Materials and methods: This retrospective observational study identified real-world patients undergoing HSCT between January 1, 2009 and May 31, 2014 using the Premier Healthcare Database. In absence of a formal ICD-9-CM diagnostic code, SOS patients were identified using a pre-specified definition adapted from Baltimore and Seattle criteria and clinical practice. Severe SOS (SOS/MOD) and non-severe SOS (SOS/no-MOD) were classified according to clinical evidence for MOD in the database.

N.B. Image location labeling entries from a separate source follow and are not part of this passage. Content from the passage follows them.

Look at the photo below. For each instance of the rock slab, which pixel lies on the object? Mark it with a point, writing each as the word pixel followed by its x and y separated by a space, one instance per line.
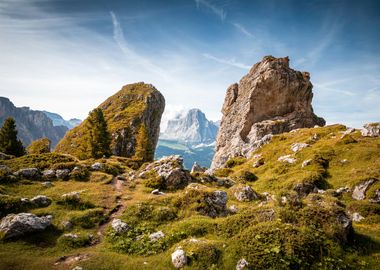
pixel 271 99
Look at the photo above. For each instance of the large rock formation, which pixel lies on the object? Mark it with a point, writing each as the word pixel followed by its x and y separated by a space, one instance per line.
pixel 133 115
pixel 31 125
pixel 271 99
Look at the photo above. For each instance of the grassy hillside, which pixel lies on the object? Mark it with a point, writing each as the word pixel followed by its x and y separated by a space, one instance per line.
pixel 299 232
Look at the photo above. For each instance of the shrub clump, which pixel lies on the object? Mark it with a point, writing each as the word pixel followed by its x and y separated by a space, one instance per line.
pixel 68 241
pixel 245 176
pixel 40 146
pixel 90 218
pixel 235 161
pixel 223 172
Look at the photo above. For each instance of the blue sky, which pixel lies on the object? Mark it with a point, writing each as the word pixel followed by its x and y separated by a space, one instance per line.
pixel 67 56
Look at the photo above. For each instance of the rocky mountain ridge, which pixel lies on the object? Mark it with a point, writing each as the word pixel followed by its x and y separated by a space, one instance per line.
pixel 133 116
pixel 192 128
pixel 31 124
pixel 59 121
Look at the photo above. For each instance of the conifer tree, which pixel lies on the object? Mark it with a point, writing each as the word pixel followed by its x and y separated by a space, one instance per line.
pixel 100 139
pixel 9 143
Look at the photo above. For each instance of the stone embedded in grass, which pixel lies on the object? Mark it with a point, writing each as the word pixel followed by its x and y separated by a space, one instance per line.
pixel 296 147
pixel 41 201
pixel 357 217
pixel 97 166
pixel 244 193
pixel 28 173
pixel 179 258
pixel 371 130
pixel 156 236
pixel 119 226
pixel 62 174
pixel 340 191
pixel 15 225
pixel 47 184
pixel 49 174
pixel 306 162
pixel 75 195
pixel 242 264
pixel 288 159
pixel 360 190
pixel 376 197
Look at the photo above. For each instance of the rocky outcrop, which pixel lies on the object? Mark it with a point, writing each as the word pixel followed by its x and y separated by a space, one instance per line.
pixel 371 130
pixel 31 125
pixel 133 116
pixel 271 99
pixel 15 225
pixel 360 190
pixel 170 170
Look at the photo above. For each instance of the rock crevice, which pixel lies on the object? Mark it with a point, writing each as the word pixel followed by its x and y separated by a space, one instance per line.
pixel 271 99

Results: Of the 5,418 patients with a discharge diagnosis of HSCT, 291 had SOS, with 134 categorized as SOS/MOD and 157 as SOS/no-MOD. The remaining 5,127 patients had HSCT without SOS. Overall SOS incidence was 5.4%, with 46% having evidence of MOD. Distribution of age, gender, and race were similar between the SOS cohorts and non-SOS patients. After controlling for hospital profile and admission characteristics, demographics, and clinical characteristics, the adjusted mean LOS was 31.0 days in SOS/MOD compared to 23.9 days in the non-SOS cohort (medians = 26.9 days vs 20.8 days, p < .001). The adjusted mean cost of SOS/MOD patients was $140,653, which was $41,702 higher than the non-SOS cohort (medians = $105,749 vs $74,395, p < .001). An almost 6-fold increased odds of inpatient mortality was associated with SOS/MOD compared to the non-SOS cohort (odds ratio = 5.88; 95% CI = 3.45-10.33).

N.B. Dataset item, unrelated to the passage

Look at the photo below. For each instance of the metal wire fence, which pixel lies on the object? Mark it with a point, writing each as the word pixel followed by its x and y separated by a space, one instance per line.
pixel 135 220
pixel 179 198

Limitations: Limitations of retrospective observational studies apply, since the study was not randomized. Definition for SOS was based on ICD-9 diagnosis codes from a hospital administrative database and reliant on completeness and accuracy of coding.

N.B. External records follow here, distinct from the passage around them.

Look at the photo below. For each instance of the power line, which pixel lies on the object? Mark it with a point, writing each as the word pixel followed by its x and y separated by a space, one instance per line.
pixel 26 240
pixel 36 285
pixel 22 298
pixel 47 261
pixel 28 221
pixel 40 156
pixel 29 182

Conclusions: Analysis of real-world data shows that SOS/MOD is associated with significant increases in healthcare utilization, costs, and inpatient mortality.
Keywords: 30-day readmissions; Burden of illness; Costs; Healthcare resource utilization; Hematopoietic stem cell transplantation (HSCT); Hepatic veno-occlusive disease (VOD); Hospital length of stay; Inpatient mortality; Multi-organ dysfunction; Sinusoidal obstruction syndrome (SOS).